Le deuxième argument est que les plateformes CDP s’inscrivent souvent dans des contextes de rachat ou de rapprochement entre éditeurs, avec un niveau d’intégration parfois décevant et des fonctionnalités encore dans les roadmaps… Nous ne le répèterons jamais assez, les projets liés à ces plateformes requièrent systématiquement un travail d’intégration et la promesse de connecteurs multi-sources pour une intégration sans couture est très difficile à tenir. Ajoutez à cela les sujets de collecte des données de parcours digitaux via les plans et outils de taggage qui exigent également des itérations et ajustements, et vous comprendrez rapidement qu’il est nécessaire d’inclure dans le planning projet des chantiers dédiés et du temps pour cette intégration.
Enfin, nous avons tendance à penser que l’on ne peut pas être bon partout et qu’il faut être prudent vis-à-vis des éditeurs qui revendiquent une couverture fonctionnelle aussi étendue (RCU, datalake, animation relationnelle, communications omnicanales, pilotage…).
A ce titre, l’alternative des briques « best of breed » est à considérer.
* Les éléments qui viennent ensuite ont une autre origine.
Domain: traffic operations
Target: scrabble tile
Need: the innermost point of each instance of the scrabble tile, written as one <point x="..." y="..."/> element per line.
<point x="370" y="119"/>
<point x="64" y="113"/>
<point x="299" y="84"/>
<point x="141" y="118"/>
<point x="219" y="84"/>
Très performantes dans leur domaine, elles s’intègreront entre elles pour enrichir des scénarios d’activation par une approche itérative et empirique. Cette option est à envisager lorsque votre entreprise possède déjà des SI couvrant une partie des fonctionnalités identifiées dans la 1ère partie de cet article.
En conclusion, si la réflexion n’ext pas guidée par les besoins précis d’activation et la prise en considération de la couverture fonctionnelle du SI existant, la déconvenue risque d’être forte et le résultat en deçà des attentes.
Le recours à une CDP est pertinent lorsque l’on ne dispose pas d’un SI permettant de gérer la vision client, de structurer et consolider les données, et de les préparer pour une activation plus ou moins complexe. Autrement dit, si vous avez des systèmes transactionnels sources et une plateforme de Marketing Automation sans briques intermédiaires RCU / DataWarehouse ou autre, alors la question d’une CDP se pose.
La question peut également se poser si vous avez une plateforme Marketing Automation ou une solution de personnalisation de sites web avec lesquelles elle s’intègrera. Les bénéfices d’une CDP résideront dans l’enrichissement des informations du CRM par des données tierces (navigation par exemple) et à l’orchestration centralisée des actions d’activation sur les prospects (abandon de panier, price drop…).
Enfin, si vous n’avez pas du tout de SI Client, la solution d’une CDP est clairement à envisager pour aller vers une intégration forte et une couverture fonctionnelle large. Vous pourrez néanmoins difficilement vous passer de briques additionnelles permettant d’activer / router des communications sur différents canaux et parcours.
Le point d’attention étant qu’il est nécessaire de bien identifier vos objectifs, les bénéfices métiers et financiers attendus ainsi que la stratégie d’activation que vous souhaitez mettre en place en termes d’audience, de canaux et plus généralement de parcours client. Quelle que soit l’option choisie, une démarche itérative de mise en place use case par use case doit être le principe directeur de tous les projets autour de l’activation client.